“Web of Resistance” by Maryah Converse
To the reporter on the Columbia campus
Overlooking the Liberated Zone,
He was inspired, he said,
At seven years old on Tahrir Square
Cairo, Egypt, 2011
We adopted the raised black fist, they said,
For the people power in Tahrir Square
From the Otpor movement
That liberated Serbia, 2000
They raised their Black fists in Ferguson
As the Panthers did, 1968
And learned to protect themselves from tear gas
With milk and onions and oven mitts
From Twitter #FromGazaToFerguson
On Tahrir Square they passed the hat
For solidarity pizzas dispatched to the occupied statehouse
In Madison, Wisconsin
Who passed the hat for Pizza Hut delivery
Back to occupied Tahrir Square
To Tahrir Square – maidan at-taHreer in Arabic
Like the Maidan that hosted demands for democracy
In Kiev, Ukraine, 2014
Emerson wrote Civil Disobedience from jail
Opposing an unjust war abroad
Discovered by Ghandi reading law at Oxford
King studied them both
And wrote in A Letter from Birmingham Jail
“Injustice anywhere is a threat to justice everywhere.”
*
They’re using the public mic, he said,
That we pioneered in Zuccotti Square
Occupy Wall Street, 2011
A failed movement, they said,
But we still talk about the one percent
And when hurricane and fire hit
Red Hook and Sandy Point
Occupy alumni crowdsourced the cleanup
Weeks before and long after
FEMA and the Red Cross could
Their schools taught them to hide from bullets
Now their schools are aiming the police right at them
And they stand arm in arm
Standing strong for each other
They Marched for Their Lives
Applauded for their organizing
But they gather for Gazan lives
And they’re organizing the wrong cause
Gazans marched for their lives, too,
The Great March of Return, 2018
Marched peacefully as the world has always exhorted
Women, children, amputees, elders,
Two hundred souls mown down with prejudice
Hundreds more knee-capped
The blockade tightened
But why won’t Gazans choose peaceful protest?
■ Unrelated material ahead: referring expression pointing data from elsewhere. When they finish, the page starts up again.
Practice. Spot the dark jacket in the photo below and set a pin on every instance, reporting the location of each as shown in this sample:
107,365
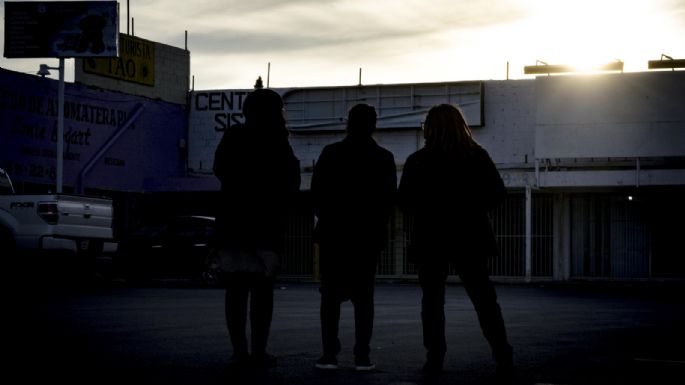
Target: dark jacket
260,177
353,189
449,197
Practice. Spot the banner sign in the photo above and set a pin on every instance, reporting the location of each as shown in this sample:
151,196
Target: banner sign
112,141
61,29
136,62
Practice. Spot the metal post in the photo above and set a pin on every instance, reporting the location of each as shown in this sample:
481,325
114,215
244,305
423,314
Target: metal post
529,254
60,127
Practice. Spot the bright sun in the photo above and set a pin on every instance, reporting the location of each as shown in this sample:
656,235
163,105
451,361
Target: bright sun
586,34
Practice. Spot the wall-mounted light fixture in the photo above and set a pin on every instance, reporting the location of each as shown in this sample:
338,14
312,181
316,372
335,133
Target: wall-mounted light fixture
665,64
541,67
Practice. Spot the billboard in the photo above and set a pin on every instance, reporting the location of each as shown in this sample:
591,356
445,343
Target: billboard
135,63
112,141
61,29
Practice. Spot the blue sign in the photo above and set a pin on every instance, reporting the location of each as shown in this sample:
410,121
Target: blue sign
112,141
61,29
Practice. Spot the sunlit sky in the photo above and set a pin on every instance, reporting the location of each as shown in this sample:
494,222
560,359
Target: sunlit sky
326,42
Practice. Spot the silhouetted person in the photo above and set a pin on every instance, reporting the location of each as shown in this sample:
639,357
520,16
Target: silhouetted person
259,177
449,186
353,188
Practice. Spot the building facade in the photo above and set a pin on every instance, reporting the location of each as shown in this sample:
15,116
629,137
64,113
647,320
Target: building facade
594,165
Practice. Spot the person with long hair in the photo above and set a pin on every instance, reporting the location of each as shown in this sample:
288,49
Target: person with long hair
448,188
259,176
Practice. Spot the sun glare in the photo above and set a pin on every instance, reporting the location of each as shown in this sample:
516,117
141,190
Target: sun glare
587,34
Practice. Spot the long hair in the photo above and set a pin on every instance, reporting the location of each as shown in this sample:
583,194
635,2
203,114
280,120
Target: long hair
446,130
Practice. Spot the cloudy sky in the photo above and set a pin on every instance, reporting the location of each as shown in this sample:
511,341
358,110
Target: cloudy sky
326,42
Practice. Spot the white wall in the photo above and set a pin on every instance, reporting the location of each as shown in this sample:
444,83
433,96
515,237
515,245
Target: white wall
618,115
631,115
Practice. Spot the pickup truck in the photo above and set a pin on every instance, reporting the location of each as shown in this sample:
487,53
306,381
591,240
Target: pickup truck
53,224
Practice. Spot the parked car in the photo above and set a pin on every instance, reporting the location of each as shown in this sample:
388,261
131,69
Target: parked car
175,248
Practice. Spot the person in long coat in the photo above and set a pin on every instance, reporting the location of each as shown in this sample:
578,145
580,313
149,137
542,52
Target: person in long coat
260,177
448,187
353,189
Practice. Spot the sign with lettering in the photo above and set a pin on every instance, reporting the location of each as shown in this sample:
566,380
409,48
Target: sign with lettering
112,141
61,29
211,113
135,63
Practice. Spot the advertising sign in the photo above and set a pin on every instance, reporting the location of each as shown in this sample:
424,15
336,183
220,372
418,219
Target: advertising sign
136,62
139,136
61,29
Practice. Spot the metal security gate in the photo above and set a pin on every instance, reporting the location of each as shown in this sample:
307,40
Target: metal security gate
609,237
509,223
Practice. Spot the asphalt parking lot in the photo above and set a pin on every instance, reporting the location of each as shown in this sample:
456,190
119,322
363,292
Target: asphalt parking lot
567,334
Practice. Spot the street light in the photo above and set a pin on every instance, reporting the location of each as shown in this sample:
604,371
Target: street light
668,63
541,67
43,71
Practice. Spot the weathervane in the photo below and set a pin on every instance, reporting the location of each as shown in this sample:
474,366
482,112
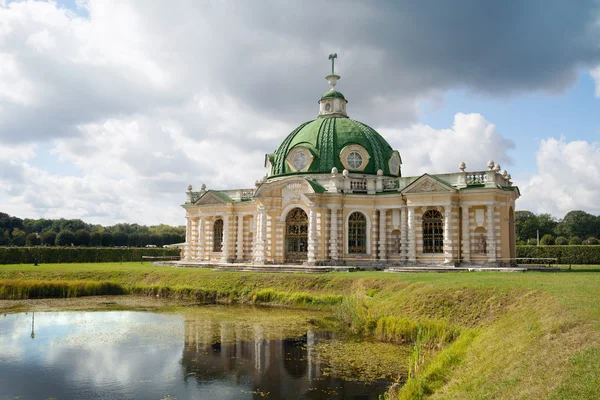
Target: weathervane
332,57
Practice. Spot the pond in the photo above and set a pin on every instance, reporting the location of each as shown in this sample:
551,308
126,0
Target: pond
208,352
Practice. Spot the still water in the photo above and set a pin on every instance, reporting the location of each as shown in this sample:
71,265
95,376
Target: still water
196,353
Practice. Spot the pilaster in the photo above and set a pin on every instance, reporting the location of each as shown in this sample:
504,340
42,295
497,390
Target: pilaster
226,248
261,233
491,234
447,236
312,235
466,235
188,238
382,234
333,240
412,251
403,233
240,239
200,247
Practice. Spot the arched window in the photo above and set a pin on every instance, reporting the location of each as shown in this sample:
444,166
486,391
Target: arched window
433,232
218,236
357,233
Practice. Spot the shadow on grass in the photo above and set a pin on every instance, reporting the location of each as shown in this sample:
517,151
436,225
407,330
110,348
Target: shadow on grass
595,269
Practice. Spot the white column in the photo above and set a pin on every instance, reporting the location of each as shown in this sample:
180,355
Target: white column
188,239
261,235
240,239
312,235
403,234
412,251
382,234
333,235
491,235
200,247
374,239
447,237
466,235
225,251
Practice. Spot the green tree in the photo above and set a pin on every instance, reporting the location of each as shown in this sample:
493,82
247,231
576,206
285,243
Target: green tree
49,238
4,238
82,238
18,237
33,239
547,240
120,239
545,223
96,239
574,241
65,238
578,223
526,224
134,240
561,241
106,239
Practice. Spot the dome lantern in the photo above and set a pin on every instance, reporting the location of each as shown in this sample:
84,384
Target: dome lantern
332,103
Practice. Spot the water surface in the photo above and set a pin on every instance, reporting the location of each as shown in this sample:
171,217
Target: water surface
194,353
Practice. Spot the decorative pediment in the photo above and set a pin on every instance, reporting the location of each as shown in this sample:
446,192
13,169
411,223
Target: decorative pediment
212,197
428,184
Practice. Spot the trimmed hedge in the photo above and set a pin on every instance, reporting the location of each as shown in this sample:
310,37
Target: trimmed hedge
566,254
51,255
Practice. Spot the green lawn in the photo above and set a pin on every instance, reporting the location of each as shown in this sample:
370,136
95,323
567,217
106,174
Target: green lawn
524,335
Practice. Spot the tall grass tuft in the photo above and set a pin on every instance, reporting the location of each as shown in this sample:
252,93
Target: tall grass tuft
37,289
294,298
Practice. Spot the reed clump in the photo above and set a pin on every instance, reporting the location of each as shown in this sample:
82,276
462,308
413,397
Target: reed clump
294,298
37,289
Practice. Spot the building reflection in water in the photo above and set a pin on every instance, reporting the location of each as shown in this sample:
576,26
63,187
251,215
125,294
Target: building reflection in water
288,368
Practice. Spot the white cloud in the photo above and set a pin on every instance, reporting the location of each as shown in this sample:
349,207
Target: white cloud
596,75
471,139
144,97
568,178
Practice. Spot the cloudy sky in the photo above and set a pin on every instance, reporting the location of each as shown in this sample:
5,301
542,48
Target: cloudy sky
110,108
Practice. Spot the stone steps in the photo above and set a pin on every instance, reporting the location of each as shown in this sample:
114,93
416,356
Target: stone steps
454,269
283,268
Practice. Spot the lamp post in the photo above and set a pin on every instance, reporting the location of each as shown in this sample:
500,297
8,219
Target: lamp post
32,324
37,248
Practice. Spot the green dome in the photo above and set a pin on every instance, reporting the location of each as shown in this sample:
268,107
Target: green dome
333,94
325,139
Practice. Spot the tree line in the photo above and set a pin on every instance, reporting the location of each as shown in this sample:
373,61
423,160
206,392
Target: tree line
577,227
15,231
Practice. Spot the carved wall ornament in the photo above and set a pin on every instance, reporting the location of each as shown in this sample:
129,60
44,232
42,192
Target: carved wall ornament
427,186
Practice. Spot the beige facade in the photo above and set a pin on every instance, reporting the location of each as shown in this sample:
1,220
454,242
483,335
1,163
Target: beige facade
473,220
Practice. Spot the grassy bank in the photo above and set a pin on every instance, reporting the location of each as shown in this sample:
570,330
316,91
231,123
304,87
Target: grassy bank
476,335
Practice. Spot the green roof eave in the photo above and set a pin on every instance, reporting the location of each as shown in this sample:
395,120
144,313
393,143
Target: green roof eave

King knew the arc of the moral universe was long
But bends towards justice.
Jewish activists have long sought to Bend the Arc
Tikkun Olam – repair the world
Love your neighbor as yourself
For you, too, were strangers in Egypt once
Thirty-eight commandments in the Torah
To welcome the marginalized
*
Every year on the first day of class, she says,
I challenge my students to build a barricade
From only what they find in the room
I’m so proud, she says,
Spliced atop video of students barricading
Newly-christened Hind’s Hall
Columbia University, New York, 2024
They couldn’t have high-school graduation in quarantine
Now college commencement is cancelled
In protest of their protests
As the rabbis have said,
If I am not for myself, who will be?
If I am not for others, who am I?
If not me, then who?
#IfNotNow, then when?
We are not obligated to complete the work
Neither are we free to abandon it
Because none of us are free
until all of us are free.
***
Maryah Converse was a Peace Corps educator in Jordan, 2004–2006, and was studying in Cairo during the 2011 Arab Spring. Her publications include New Madrid Journal, Silk Road Review, The Matador Review, and Michigan Quarterly Review. She holds a masters in Near Eastern Languages and Cultures, teaches Arabic, and is working on a PhD in linguistics. She is currently finishing a book-length memoir.